The truth is that the talent pool in softball today greatly outweighs the recruiting potential.
This is just one reason why parents push their girls to play on feeder and high-end travel teams because the chance of exposure is greater. But these programs can be brutal to the self-esteem and playing longevity of the girls on the team. Not to mention costs. Sure, your child is getting to go up against the ‘best’ competition found between the foul lines. But what realistically speaking – are her chances of getting recruited? Do you risk burning your daughter out before she is 15 just to see that she makes a premiere, select or A-Gold team? Are you doing it for your child? To make them the best they can be? Or are you doing it for yourself or some status quo? To come home and say you played with such and such team, and won?
Not that there is anything wrong with feeling pride and devotion toward a team – and going all the way. It is an accomplishment to be proud of indeed – and a learning experience like no other.
I look at my own 11 year old, and see a child that loves softball like no other sport in the world – that stands out on any field she is playing on as one of the best players out there, who is constantly trying to be recruited by other coaches, who has a seemingly flawless relationship with a 12 inch leather covered ball.
She would likely be an asset to any of the best travel balls clubs around. But she wants to play with her friends. She wants to play one or three day tournaments. She wants to run cross country. She is a straight A student who wants to be a sports therapist when she grows up. She wants to play in the dirt, ride her bike, sleep in. She is content with playing 5 games every Saturday and going home with a trophy. She has nothing but FUN playing softball. She’s just a kid. Would she even be truly able to appreciate the opportunity of playing high level travel ball – would it ensure that she wouldn’t wake up one morning and decide that she didn’t want to play anymore?

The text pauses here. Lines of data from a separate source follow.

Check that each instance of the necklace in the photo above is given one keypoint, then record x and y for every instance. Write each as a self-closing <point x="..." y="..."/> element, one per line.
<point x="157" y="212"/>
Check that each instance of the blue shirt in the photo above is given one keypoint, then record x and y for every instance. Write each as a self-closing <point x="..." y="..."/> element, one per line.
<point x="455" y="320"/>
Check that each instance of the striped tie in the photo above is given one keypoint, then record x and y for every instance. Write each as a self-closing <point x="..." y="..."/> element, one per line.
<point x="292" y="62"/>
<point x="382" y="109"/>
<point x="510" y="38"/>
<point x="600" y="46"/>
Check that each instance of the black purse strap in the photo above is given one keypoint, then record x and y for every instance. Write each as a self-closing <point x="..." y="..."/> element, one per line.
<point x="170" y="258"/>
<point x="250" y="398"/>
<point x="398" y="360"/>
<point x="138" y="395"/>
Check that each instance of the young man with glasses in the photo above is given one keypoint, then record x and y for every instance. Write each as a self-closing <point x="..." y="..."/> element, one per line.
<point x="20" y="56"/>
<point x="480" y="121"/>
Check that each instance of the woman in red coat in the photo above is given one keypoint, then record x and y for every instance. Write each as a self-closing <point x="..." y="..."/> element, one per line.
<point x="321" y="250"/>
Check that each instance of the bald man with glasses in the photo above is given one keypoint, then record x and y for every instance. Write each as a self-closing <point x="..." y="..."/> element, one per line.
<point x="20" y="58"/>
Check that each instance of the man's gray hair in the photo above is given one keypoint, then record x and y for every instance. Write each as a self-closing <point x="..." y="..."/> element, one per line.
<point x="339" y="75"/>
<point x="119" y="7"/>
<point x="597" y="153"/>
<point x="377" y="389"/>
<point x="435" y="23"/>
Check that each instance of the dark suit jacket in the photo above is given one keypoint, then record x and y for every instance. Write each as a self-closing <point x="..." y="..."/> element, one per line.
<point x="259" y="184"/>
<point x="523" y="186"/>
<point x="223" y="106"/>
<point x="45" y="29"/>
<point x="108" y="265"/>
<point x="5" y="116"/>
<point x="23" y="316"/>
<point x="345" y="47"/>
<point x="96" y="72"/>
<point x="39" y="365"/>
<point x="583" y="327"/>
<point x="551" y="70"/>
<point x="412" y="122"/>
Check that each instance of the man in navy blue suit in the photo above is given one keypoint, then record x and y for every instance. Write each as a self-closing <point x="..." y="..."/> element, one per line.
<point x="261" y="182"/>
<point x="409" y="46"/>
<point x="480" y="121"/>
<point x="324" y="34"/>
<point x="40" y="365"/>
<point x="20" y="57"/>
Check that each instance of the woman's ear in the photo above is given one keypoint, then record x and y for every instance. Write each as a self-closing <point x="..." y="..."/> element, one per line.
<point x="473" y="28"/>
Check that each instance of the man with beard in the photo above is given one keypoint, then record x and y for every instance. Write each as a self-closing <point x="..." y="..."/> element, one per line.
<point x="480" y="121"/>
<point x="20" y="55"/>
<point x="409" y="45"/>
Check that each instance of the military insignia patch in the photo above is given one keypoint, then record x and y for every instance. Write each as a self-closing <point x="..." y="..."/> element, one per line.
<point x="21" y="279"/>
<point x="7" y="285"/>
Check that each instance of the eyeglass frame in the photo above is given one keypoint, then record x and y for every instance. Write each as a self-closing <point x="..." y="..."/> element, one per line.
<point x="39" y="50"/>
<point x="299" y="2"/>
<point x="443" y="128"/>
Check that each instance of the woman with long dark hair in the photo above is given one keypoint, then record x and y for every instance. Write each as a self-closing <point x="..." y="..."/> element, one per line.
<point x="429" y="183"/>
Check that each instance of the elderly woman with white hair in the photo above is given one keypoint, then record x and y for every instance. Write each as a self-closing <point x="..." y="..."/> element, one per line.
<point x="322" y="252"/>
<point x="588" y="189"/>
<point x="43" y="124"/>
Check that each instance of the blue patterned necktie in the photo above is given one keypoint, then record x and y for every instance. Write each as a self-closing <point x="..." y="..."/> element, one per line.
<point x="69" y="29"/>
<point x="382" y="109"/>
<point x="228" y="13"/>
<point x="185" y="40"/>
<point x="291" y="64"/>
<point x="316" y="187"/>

And her team, and the teams she plays are very competitive. If I pushed her hard enough – would she be good enough for college one day? Would she earn a coveted scholarship? Or would it burn her out? Would it foster her love of the game, or would it cause her anxiety? At the end of it all, would she be a much better person because of the experience? I don’t know the answer to these questions.
For now, she will stay where she is at until the day she tells me she wants to do otherwise. She loves the game as much as any girl playing Nationals this week and while I believe she would love to be there playing, I have just haven’t felt the pull as of yet to move her up the fastpitch softball ladder.
What do you think? Are we pushing young girls too hard too fast? Are you hoping for a softball scholarship for your daughter?